Voice of the Voiceless claim: University LGBTQ resource centers in Virginia engage in viewpoint discrimination

Press Release reports that undercover investigation reveals medically inaccurate, discriminatory, and biased counseling
Voice of the Voiceless (VoV), an advocacy organization dedicated to defend the rights of former homosexuals, individuals with unwanted same-sex attraction, and their families, went undercover into seven of Virginia’s fifteen state universities to document a variety of misconduct among publicly-funded employees, including medically-inaccurate advice, view point discrimination, and biased counseling for students who experience unwanted homosexual feelings. The investigation, which occurred over a 2 ½ week period in September, involved two former homosexuals posing as graduate students seeking anonymous counseling for unwanted homosexual feelings at university resource centers for lesbian, gay, bisexual, transgender, or questioning (LGBTQ) students.

The LGBTQ Resource Centers in violation include the University of Virginia, James Madison University, George Mason University, Virginia Commonwealth University, Old Dominion University, Christopher Newport University, and the College of William and Mary. Liberty Counsel, an international nonprofit litigation, education, and policy organization dedicated to advancing religious freedom, the sanctity of life, and the family, [we’ve had several attorneys form Liberty Counsel on Faith on Trial--ed] sent letters to all seven university presidents regarding their LGBTQ Resource Centers, urging them to include all viewpoints on this issue, and informing them that presenting only one viewpoint is not only wrong, but can cause harm to students.
“State-funded universities are required to provide value-neutral, medically-accurate information to all students in need of guidance. What we uncovered was a deliberate withholding of potentially life-saving information for students who may desire counseling to overcome unwanted homosexual feelings,” commented Christopher Doyle, President and Co-Founder of VoV. “A counselor at George Mason University told me that if I sought therapy to change, I would likely become psychologically-damaged, depressed, and even commit suicide.  Instead of referring me to a licensed mental health practitioner or faith-based counselor that aligned with my spiritual values. I was told to attend the gay-affirming Metropolitan Community Church and read a book called 'The Lord is my Shepherd, and He knows I'm Gay.'"

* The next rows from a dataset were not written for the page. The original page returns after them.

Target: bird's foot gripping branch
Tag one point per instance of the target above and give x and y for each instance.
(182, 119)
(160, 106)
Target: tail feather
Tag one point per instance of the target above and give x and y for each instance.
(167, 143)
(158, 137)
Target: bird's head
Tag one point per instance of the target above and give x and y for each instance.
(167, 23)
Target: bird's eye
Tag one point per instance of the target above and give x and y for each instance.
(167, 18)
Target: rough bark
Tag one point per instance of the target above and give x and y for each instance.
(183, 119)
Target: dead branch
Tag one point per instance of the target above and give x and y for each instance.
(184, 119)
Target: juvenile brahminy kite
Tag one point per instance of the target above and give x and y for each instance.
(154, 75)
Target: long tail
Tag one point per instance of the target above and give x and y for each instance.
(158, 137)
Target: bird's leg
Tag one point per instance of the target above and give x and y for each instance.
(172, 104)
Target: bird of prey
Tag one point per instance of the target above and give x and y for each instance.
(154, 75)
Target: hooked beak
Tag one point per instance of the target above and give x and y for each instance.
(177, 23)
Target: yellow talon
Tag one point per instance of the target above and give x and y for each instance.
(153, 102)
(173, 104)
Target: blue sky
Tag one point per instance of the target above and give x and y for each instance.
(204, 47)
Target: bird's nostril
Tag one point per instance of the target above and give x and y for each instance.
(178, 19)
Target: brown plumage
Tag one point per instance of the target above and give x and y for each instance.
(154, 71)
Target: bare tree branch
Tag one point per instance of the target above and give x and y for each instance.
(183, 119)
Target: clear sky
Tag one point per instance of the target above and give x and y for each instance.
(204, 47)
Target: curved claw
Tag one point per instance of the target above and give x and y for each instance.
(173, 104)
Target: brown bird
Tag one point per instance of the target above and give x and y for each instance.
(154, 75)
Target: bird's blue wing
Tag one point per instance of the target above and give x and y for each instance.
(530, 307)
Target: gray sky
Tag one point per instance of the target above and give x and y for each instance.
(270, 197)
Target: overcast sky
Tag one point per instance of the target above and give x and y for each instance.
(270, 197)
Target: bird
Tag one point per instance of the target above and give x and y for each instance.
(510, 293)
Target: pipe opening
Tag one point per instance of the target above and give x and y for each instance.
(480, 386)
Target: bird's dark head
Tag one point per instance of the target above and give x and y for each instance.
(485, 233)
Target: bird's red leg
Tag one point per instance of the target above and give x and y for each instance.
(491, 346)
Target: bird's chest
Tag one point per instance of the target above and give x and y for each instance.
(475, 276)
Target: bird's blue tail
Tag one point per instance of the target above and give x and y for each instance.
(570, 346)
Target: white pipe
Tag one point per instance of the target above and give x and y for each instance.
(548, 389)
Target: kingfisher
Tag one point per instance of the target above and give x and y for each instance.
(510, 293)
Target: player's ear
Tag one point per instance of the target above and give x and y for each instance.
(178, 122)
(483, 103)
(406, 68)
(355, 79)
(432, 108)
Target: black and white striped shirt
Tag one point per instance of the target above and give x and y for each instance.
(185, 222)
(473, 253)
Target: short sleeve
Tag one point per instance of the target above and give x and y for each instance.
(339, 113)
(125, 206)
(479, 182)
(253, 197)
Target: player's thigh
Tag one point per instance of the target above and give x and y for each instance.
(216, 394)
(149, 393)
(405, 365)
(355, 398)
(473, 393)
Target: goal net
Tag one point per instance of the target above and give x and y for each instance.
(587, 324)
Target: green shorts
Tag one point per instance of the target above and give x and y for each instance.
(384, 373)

At Old Dominion University, the LGBTQ Resource Center staff said being gay was genetic, natural, and part of your personality, and that therapy to help individuals who want to change is nothing but "brain washing" attempts to "pray away the gay" and "not valid."
Organizations such as Parents and Friends of Ex-Gays and Gays (PFOX) have been providing informational pamphlets, free of charge, to state-funded Virginia universities for many years in an effort to advocate for students with unwanted same-sex attraction. But while gay-affirming information is readily available and prominently displayed for students to collect, ex-gay pamphlets are routinely destroyed and/or suppressed by biased resource center employees, who are required by law to provide equal access for all views on homosexuality. “At George Mason University, I nearly begged the counselor to give me an ex-gay pamphlet, which was buried in the bottom drawer of his filing cabinet. At UVA, the resource center’s director refused to show or give me an ex-gay pamphlet because he said he did not have enough of them to hand out. When I asked him where I could find scientific research on homosexuality, he referred me to the Huffington Post,” commented Doyle.